Page 62 of Reclaiming Love

Chapter 34

Melissa walked in from the cold, clutching another cup of coffee in her hands. She’d been visiting the coffee shop each day since last week with no sign of Noah at all. It was clear to her that he was avoiding her.

He wasn’t even giving her the chance to explain.

Anxiety mauled her, and the only comfort she had was the warmth of the coffee she held in her hands. She put down her cup and turned around, slowly unbuttoning her coat.

She felt strange being at work before Nadine. Ever since Mr. Zimmerman had announced plans for Nadine to relocate to Europe, she’d been arriving at work well after nine o’clock, it was so uncharacteristically unlike her boss.

Unraveling the scarf from around her neck, Melissa’s thoughts were preoccupied with Noah. She needed to contact him again. It was easier to count the moments she didn’t think of him, for they hardly existed. Focusing on the bad stuff that had happened between the two of them helped her to forget the episode between her and Matt. Sometimes, unexpectedly, an image of her on Matt’s bed would flash into her head and she’d feel as though she was there again, powerless, frozen and weak. She’d shiver, and shake, and hate herself for what she’d let him do to her.

And when she wanted to punish herself more, she’d think back to New Year’s Eve and the party and the room in which she and Noah had spent those wonderful few hours—when she’d felt safe and as if she belonged.

It killed her to know she might not get that ever again. That he would probably move on and find that same bliss with someone else.

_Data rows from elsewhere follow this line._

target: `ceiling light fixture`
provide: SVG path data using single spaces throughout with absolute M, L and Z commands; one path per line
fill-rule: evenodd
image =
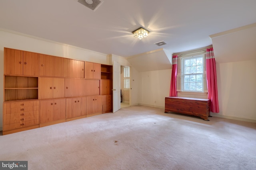
M 148 34 L 149 33 L 149 31 L 146 30 L 140 27 L 138 29 L 132 31 L 133 36 L 135 38 L 138 38 L 139 39 L 141 39 L 143 37 L 148 37 Z

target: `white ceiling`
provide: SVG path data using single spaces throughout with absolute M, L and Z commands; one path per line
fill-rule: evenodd
M 131 60 L 206 47 L 210 35 L 256 23 L 255 0 L 101 0 L 93 11 L 77 0 L 1 0 L 0 28 Z M 132 33 L 140 27 L 150 31 L 141 40 Z

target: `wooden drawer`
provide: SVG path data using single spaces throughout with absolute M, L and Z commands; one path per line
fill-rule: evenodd
M 4 104 L 4 109 L 39 106 L 39 102 L 38 101 L 5 103 Z
M 23 122 L 16 123 L 15 123 L 5 125 L 3 126 L 3 130 L 4 131 L 12 130 L 22 127 L 26 127 L 35 125 L 39 124 L 39 119 L 35 119 L 29 121 L 25 121 Z
M 4 115 L 4 125 L 33 121 L 39 119 L 39 113 L 38 110 L 27 111 L 22 113 L 6 114 Z

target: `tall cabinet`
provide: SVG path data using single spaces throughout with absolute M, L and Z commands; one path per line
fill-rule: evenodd
M 4 51 L 3 135 L 112 111 L 112 66 Z

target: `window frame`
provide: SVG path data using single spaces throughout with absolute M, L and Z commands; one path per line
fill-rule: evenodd
M 191 59 L 198 59 L 198 58 L 202 58 L 202 66 L 203 66 L 203 68 L 202 68 L 202 72 L 200 73 L 190 73 L 190 74 L 185 74 L 185 68 L 186 67 L 185 67 L 185 61 L 188 59 L 189 59 L 189 60 L 191 60 Z M 206 66 L 205 66 L 205 57 L 204 57 L 204 54 L 200 54 L 200 55 L 190 55 L 190 56 L 186 56 L 186 57 L 181 57 L 181 91 L 182 92 L 198 92 L 198 93 L 203 93 L 204 92 L 204 70 L 205 70 L 205 68 L 204 67 Z M 196 66 L 197 65 L 196 65 L 195 66 Z M 191 66 L 190 66 L 189 67 L 190 67 Z M 191 68 L 191 67 L 190 67 Z M 184 90 L 185 88 L 184 88 L 184 86 L 185 86 L 185 76 L 186 75 L 190 75 L 190 76 L 191 76 L 191 75 L 196 75 L 196 76 L 197 75 L 202 75 L 202 90 Z M 190 82 L 190 82 L 190 83 L 191 83 Z

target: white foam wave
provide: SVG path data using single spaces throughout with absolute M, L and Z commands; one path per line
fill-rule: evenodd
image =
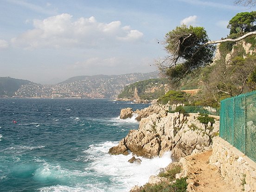
M 85 178 L 85 176 L 88 175 L 88 173 L 84 171 L 66 169 L 62 168 L 59 164 L 52 165 L 45 163 L 43 166 L 38 168 L 35 171 L 33 178 L 35 180 L 41 183 L 51 181 L 58 182 L 59 184 L 65 185 L 67 183 L 83 184 L 83 178 Z
M 133 114 L 132 117 L 128 118 L 127 119 L 120 119 L 120 116 L 116 118 L 113 118 L 111 119 L 110 121 L 114 122 L 115 123 L 139 123 L 139 122 L 137 121 L 135 119 L 138 117 L 138 114 L 135 113 Z M 116 124 L 114 124 L 114 125 L 116 125 Z
M 128 160 L 132 158 L 131 154 L 127 156 L 108 154 L 109 148 L 117 144 L 106 142 L 92 145 L 84 151 L 94 157 L 94 160 L 86 170 L 96 172 L 97 175 L 109 177 L 112 187 L 109 191 L 125 192 L 135 185 L 142 186 L 148 181 L 151 175 L 158 173 L 160 168 L 172 162 L 171 153 L 167 152 L 161 158 L 147 159 L 140 157 L 142 160 L 140 165 L 130 163 Z

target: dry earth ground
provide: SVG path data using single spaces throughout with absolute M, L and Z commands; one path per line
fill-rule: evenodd
M 223 180 L 218 168 L 208 164 L 212 151 L 186 157 L 187 162 L 189 192 L 238 192 L 236 189 Z

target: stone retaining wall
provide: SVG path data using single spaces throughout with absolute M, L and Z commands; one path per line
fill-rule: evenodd
M 215 165 L 228 183 L 249 192 L 256 192 L 256 163 L 220 137 L 215 137 L 210 163 Z

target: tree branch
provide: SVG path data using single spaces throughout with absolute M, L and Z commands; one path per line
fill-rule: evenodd
M 248 37 L 251 36 L 252 35 L 256 35 L 256 32 L 249 32 L 246 34 L 243 35 L 242 37 L 240 37 L 240 38 L 226 38 L 225 39 L 222 39 L 222 40 L 218 40 L 217 41 L 208 41 L 208 42 L 205 43 L 204 44 L 203 44 L 201 46 L 202 47 L 205 47 L 206 45 L 208 45 L 210 44 L 217 44 L 218 43 L 224 43 L 224 42 L 237 42 L 237 41 L 241 41 L 242 39 L 243 39 L 245 38 L 246 38 Z

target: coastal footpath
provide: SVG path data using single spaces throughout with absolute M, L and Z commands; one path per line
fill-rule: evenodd
M 206 124 L 200 122 L 198 114 L 171 114 L 168 107 L 155 104 L 135 112 L 131 108 L 121 111 L 121 118 L 137 116 L 139 128 L 109 149 L 110 154 L 127 155 L 130 151 L 151 158 L 171 151 L 174 162 L 131 192 L 140 192 L 145 186 L 170 185 L 181 178 L 186 178 L 188 192 L 256 192 L 256 163 L 218 136 L 217 117 L 213 123 Z M 141 160 L 133 158 L 129 162 Z M 166 179 L 177 167 L 180 171 L 174 180 Z

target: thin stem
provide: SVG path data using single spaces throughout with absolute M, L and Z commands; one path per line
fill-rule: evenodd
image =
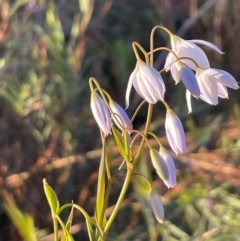
M 108 109 L 110 109 L 108 101 L 107 101 L 107 99 L 106 99 L 106 97 L 104 95 L 104 90 L 102 90 L 101 86 L 99 85 L 98 81 L 95 78 L 90 77 L 90 79 L 89 79 L 89 86 L 90 86 L 90 89 L 91 89 L 92 92 L 95 91 L 94 88 L 93 88 L 93 83 L 97 86 L 97 89 L 100 92 L 100 94 L 101 94 L 105 104 L 107 105 Z
M 141 174 L 141 173 L 134 173 L 133 176 L 140 176 L 140 177 L 142 177 L 146 181 L 146 183 L 148 184 L 149 190 L 150 191 L 152 190 L 152 186 L 151 186 L 149 180 L 143 174 Z
M 54 213 L 52 213 L 52 219 L 53 219 L 54 241 L 58 241 L 58 220 Z
M 107 224 L 106 224 L 106 226 L 105 226 L 105 228 L 104 228 L 104 231 L 103 231 L 103 233 L 104 233 L 104 238 L 106 237 L 107 232 L 108 232 L 109 228 L 111 227 L 111 225 L 112 225 L 112 223 L 113 223 L 113 221 L 114 221 L 114 219 L 115 219 L 115 217 L 116 217 L 116 215 L 117 215 L 117 213 L 118 213 L 118 211 L 119 211 L 119 209 L 120 209 L 120 206 L 121 206 L 121 204 L 122 204 L 122 201 L 123 201 L 123 199 L 124 199 L 124 197 L 125 197 L 125 194 L 126 194 L 126 192 L 127 192 L 129 183 L 130 183 L 130 181 L 131 181 L 132 173 L 133 173 L 133 169 L 132 169 L 130 166 L 128 166 L 127 175 L 126 175 L 126 178 L 125 178 L 125 181 L 124 181 L 124 184 L 123 184 L 123 188 L 122 188 L 122 190 L 121 190 L 121 193 L 120 193 L 120 195 L 119 195 L 119 198 L 118 198 L 118 200 L 117 200 L 117 203 L 116 203 L 116 205 L 115 205 L 115 207 L 114 207 L 114 209 L 113 209 L 113 212 L 112 212 L 110 218 L 108 219 L 108 222 L 107 222 Z

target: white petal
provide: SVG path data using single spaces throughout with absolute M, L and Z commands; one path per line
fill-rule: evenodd
M 223 98 L 223 99 L 228 99 L 227 88 L 220 83 L 217 83 L 217 87 L 218 87 L 218 97 Z
M 217 105 L 218 88 L 215 78 L 209 75 L 207 70 L 202 70 L 196 76 L 201 91 L 200 99 L 211 105 Z
M 218 83 L 235 90 L 239 88 L 235 78 L 228 72 L 221 69 L 214 69 L 214 68 L 208 69 L 207 72 L 211 74 Z
M 168 172 L 169 172 L 168 180 L 167 181 L 163 180 L 163 181 L 168 186 L 168 188 L 175 187 L 177 185 L 177 180 L 176 180 L 176 167 L 175 167 L 174 160 L 164 147 L 161 147 L 160 155 L 165 160 L 168 167 Z
M 219 54 L 224 54 L 224 52 L 222 52 L 215 44 L 213 44 L 211 42 L 208 42 L 208 41 L 205 41 L 205 40 L 201 40 L 201 39 L 191 39 L 191 40 L 188 40 L 188 41 L 190 41 L 192 43 L 195 43 L 195 44 L 203 44 L 205 46 L 208 46 L 211 49 L 214 49 Z
M 187 89 L 186 90 L 186 99 L 187 99 L 187 107 L 188 107 L 188 114 L 192 113 L 192 103 L 191 103 L 191 93 Z
M 180 79 L 180 74 L 176 67 L 176 64 L 173 64 L 171 66 L 171 74 L 172 74 L 173 79 L 175 80 L 175 84 L 178 84 L 181 79 Z
M 166 61 L 164 64 L 164 69 L 166 72 L 168 72 L 171 69 L 171 66 L 176 63 L 176 58 L 175 56 L 170 52 L 167 57 L 166 57 Z
M 127 90 L 126 90 L 126 96 L 125 96 L 125 101 L 126 101 L 126 108 L 127 109 L 129 107 L 129 97 L 130 97 L 130 92 L 132 89 L 132 85 L 133 85 L 133 80 L 136 78 L 136 72 L 137 72 L 137 65 L 134 69 L 134 71 L 131 73 L 129 80 L 128 80 L 128 85 L 127 85 Z
M 182 40 L 181 44 L 181 48 L 179 48 L 179 50 L 176 51 L 178 57 L 191 58 L 195 60 L 200 67 L 204 69 L 210 68 L 208 58 L 201 48 L 187 40 Z M 196 65 L 193 61 L 184 58 L 181 59 L 181 61 L 188 65 L 190 68 L 194 70 L 196 69 Z
M 167 110 L 165 129 L 169 144 L 173 151 L 176 154 L 186 151 L 186 139 L 182 122 L 173 110 Z
M 185 87 L 196 97 L 200 96 L 200 89 L 193 71 L 187 65 L 181 67 L 180 77 Z

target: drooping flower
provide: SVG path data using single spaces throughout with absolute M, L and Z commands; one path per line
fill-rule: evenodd
M 125 110 L 114 100 L 109 101 L 109 106 L 112 110 L 112 119 L 119 129 L 127 128 L 129 131 L 133 129 L 131 121 Z
M 164 99 L 165 84 L 159 72 L 138 60 L 136 67 L 130 75 L 126 91 L 126 108 L 129 106 L 129 97 L 132 85 L 137 93 L 151 104 Z
M 154 190 L 152 190 L 150 193 L 150 204 L 151 204 L 153 214 L 158 220 L 158 222 L 163 223 L 163 218 L 164 218 L 163 203 L 160 196 Z
M 109 110 L 103 99 L 95 91 L 91 93 L 91 109 L 98 126 L 105 136 L 111 134 L 111 118 Z
M 228 98 L 226 87 L 237 90 L 239 88 L 235 78 L 228 72 L 220 69 L 196 69 L 196 78 L 200 87 L 200 99 L 211 105 L 218 104 L 218 97 Z M 187 93 L 187 105 L 192 112 L 191 95 Z
M 187 65 L 183 64 L 179 69 L 180 79 L 185 87 L 195 96 L 200 96 L 200 88 L 193 71 Z
M 166 135 L 172 150 L 178 154 L 187 150 L 182 123 L 173 110 L 168 109 L 165 120 Z
M 174 160 L 172 156 L 169 154 L 169 152 L 163 146 L 160 148 L 159 154 L 166 162 L 168 167 L 168 173 L 169 173 L 168 179 L 163 181 L 168 188 L 175 187 L 177 185 L 177 180 L 176 180 L 177 178 L 176 178 L 176 168 L 175 168 Z
M 176 53 L 176 55 L 181 58 L 181 61 L 184 62 L 186 65 L 188 65 L 193 70 L 196 69 L 196 65 L 194 64 L 191 59 L 196 61 L 198 66 L 204 69 L 210 68 L 208 58 L 206 54 L 203 52 L 201 48 L 199 48 L 196 44 L 203 44 L 205 46 L 208 46 L 215 51 L 217 51 L 220 54 L 223 54 L 223 52 L 213 43 L 204 41 L 204 40 L 184 40 L 174 34 L 170 35 L 171 37 L 171 45 L 173 52 Z M 190 59 L 184 59 L 184 58 L 190 58 Z M 176 59 L 174 55 L 170 52 L 167 55 L 166 62 L 165 62 L 165 70 L 169 71 L 171 68 L 171 65 L 176 62 Z
M 163 157 L 154 149 L 150 149 L 150 157 L 152 164 L 159 175 L 159 177 L 165 182 L 169 179 L 169 171 L 166 161 Z

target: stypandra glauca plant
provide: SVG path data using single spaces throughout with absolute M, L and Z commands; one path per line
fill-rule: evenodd
M 156 30 L 164 30 L 169 34 L 171 48 L 154 45 L 154 33 Z M 211 68 L 206 54 L 196 44 L 205 45 L 219 54 L 223 52 L 214 44 L 204 40 L 184 40 L 174 35 L 169 29 L 162 25 L 155 26 L 150 35 L 150 50 L 145 50 L 138 42 L 133 42 L 132 47 L 136 56 L 136 66 L 129 77 L 126 89 L 126 108 L 130 103 L 130 92 L 132 87 L 142 97 L 140 103 L 132 118 L 126 114 L 124 108 L 117 104 L 111 95 L 104 90 L 100 83 L 93 77 L 89 79 L 91 90 L 91 110 L 93 116 L 99 126 L 102 140 L 102 155 L 99 161 L 99 176 L 96 194 L 96 206 L 94 216 L 90 216 L 83 207 L 75 203 L 68 203 L 60 206 L 58 198 L 53 189 L 43 181 L 45 194 L 51 208 L 54 238 L 59 240 L 58 230 L 61 226 L 63 230 L 62 240 L 73 240 L 70 234 L 70 223 L 72 220 L 72 212 L 67 223 L 60 218 L 60 214 L 66 208 L 77 209 L 86 220 L 87 231 L 91 241 L 106 240 L 109 229 L 120 210 L 121 204 L 125 198 L 126 192 L 134 175 L 143 178 L 149 187 L 149 201 L 152 211 L 156 219 L 162 223 L 164 219 L 164 207 L 158 192 L 154 190 L 150 181 L 144 175 L 137 173 L 136 165 L 140 156 L 147 145 L 149 148 L 149 156 L 156 173 L 168 188 L 177 185 L 175 164 L 173 157 L 168 150 L 162 145 L 159 138 L 149 131 L 154 104 L 162 102 L 166 107 L 165 130 L 170 147 L 176 155 L 187 151 L 186 140 L 183 125 L 171 106 L 164 99 L 166 92 L 165 84 L 161 73 L 170 71 L 175 83 L 183 82 L 186 87 L 186 101 L 188 112 L 192 112 L 191 97 L 203 100 L 211 105 L 217 105 L 219 98 L 228 98 L 227 87 L 238 89 L 239 86 L 234 77 L 228 72 Z M 156 51 L 168 51 L 165 66 L 162 70 L 153 67 L 153 53 Z M 144 59 L 140 58 L 144 56 Z M 132 122 L 137 116 L 139 110 L 144 104 L 148 105 L 146 115 L 146 124 L 143 131 L 134 129 Z M 112 135 L 116 141 L 119 153 L 122 156 L 122 163 L 113 171 L 109 165 L 107 142 L 106 139 Z M 159 148 L 154 149 L 149 137 L 155 138 Z M 141 140 L 139 142 L 139 139 Z M 133 146 L 138 146 L 137 151 L 133 152 Z M 125 175 L 121 179 L 122 189 L 112 213 L 106 216 L 108 208 L 109 195 L 113 182 L 119 177 L 119 170 L 124 169 Z

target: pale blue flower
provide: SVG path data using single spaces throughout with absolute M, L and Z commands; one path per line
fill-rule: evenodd
M 158 222 L 163 223 L 163 218 L 164 218 L 163 203 L 160 196 L 156 193 L 156 191 L 153 191 L 153 190 L 150 193 L 150 205 L 151 205 L 153 214 L 158 220 Z
M 173 110 L 168 109 L 165 120 L 166 135 L 172 150 L 178 154 L 187 150 L 182 123 Z
M 137 93 L 148 103 L 155 104 L 164 99 L 165 84 L 159 72 L 138 60 L 136 67 L 130 75 L 126 91 L 126 108 L 129 106 L 129 97 L 132 85 Z
M 124 127 L 131 131 L 133 126 L 125 110 L 113 100 L 109 101 L 109 106 L 112 111 L 112 119 L 117 127 L 121 130 Z
M 174 160 L 172 156 L 169 154 L 169 152 L 163 146 L 160 148 L 159 154 L 166 162 L 168 167 L 168 173 L 169 173 L 168 179 L 163 181 L 168 188 L 175 187 L 177 185 L 177 180 L 176 180 L 177 178 L 176 178 L 176 167 L 175 167 Z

But as the days passed, and time lent more objectivity to her troubled mind, she knew she couldn’t let him go thinking the worst about her without at least getting a chance to explain her side of it.

She had to track him down. The idea that he thought she might have two-timed him—that she’d had something with Matt and had intended to start something with him—crucified her.

“Hey, Mel. How’s it going?” The sound of Matt’s voice jerked her out of her daydreaming. She spun around, her insides lurching. “What do you want?” The scarf lay stretched out between her hands.

“Nothing. Just came by to see how you were.” He stood in front of her, holding a batch of CDs in one hand. She’d not seen him since that day and as grateful as she’d been not to have run into him so far, she wasn’t prepared to deal with him— especially now, the way he stood, in her space, on her floor.

Her body tensed, but the last thing she wanted was for him to think he had dominion over her. “I couldn’t be better,” she told him, and held his gaze with a look of defiance even though deep down her insides had turned to liquid.

“Yeah?” He cocked his head and eyed her easily and with no qualms about the way he’d behaved.

“Are you here for Nadine?” She glanced at the CDs he held.

“No.”

So why don’t you just get the hell lost?

She walked away from him and put her scarf and coat away in the closet, taking her time. Sitting back down at her desk meant she’d only end up being closer to him. “You don’t have to be scared of me, Mel.”

Quit calling me Mel.

She unfolded her arms and slowly walked towards him, stopping when she reached her chair. She gripped the top of the backrest, choosing to remain standing. “I’m not scared of you.”

He leaned over her desk and placed his knuckles on the table. “You don’t have to say it. It’s written all over you.”

“Why don’t you leave?”

He straightened up and glanced at his CDs and then at her, and had the audacity to smile.

The creep.

The more he stayed, the more he repulsed her. How could she ever have gotten it so wrong? “I don’t know what I ever saw in you,” she bit back, harnessing strength from somewhere. “You’re sick. You might want to seek professional help.”

His neck muscles corded. “Thanks for the lasting memories.” He held up the CDs as a trophy before he sauntered away from her desk. There was something uneasy, something she hated more than usual about his last remark, about that too-confident smirk of his and the way he’d casually mentioned the CDs.

She gripped the chair tighter. Had he…could he…have filmed her that last time?

No.

No.

No.

Not possible.

He was calling her bluff. Wasn’t he?

And yet the idea that he had refused to fade. If he said something, the chances were he’d already done it.

She closed her eyes to center herself, to gather her thoughts and to put herself back together again. Her hands started to sweat and her chest tightened, but she pushed past the rising panic and stilled herself just enough to sense it: not indignation, not anger, but something else. Something that soared, and raged, and roared, until the pounding of her heart drummed louder and the racing of her pulse grew faster, and they rose, in symphony together, to a triumphant high, one deafening crescendo before exploding and breaking free.

The release of guilt now turned to hatred.

She knew where he lived, and she knew at once what it was she had to do.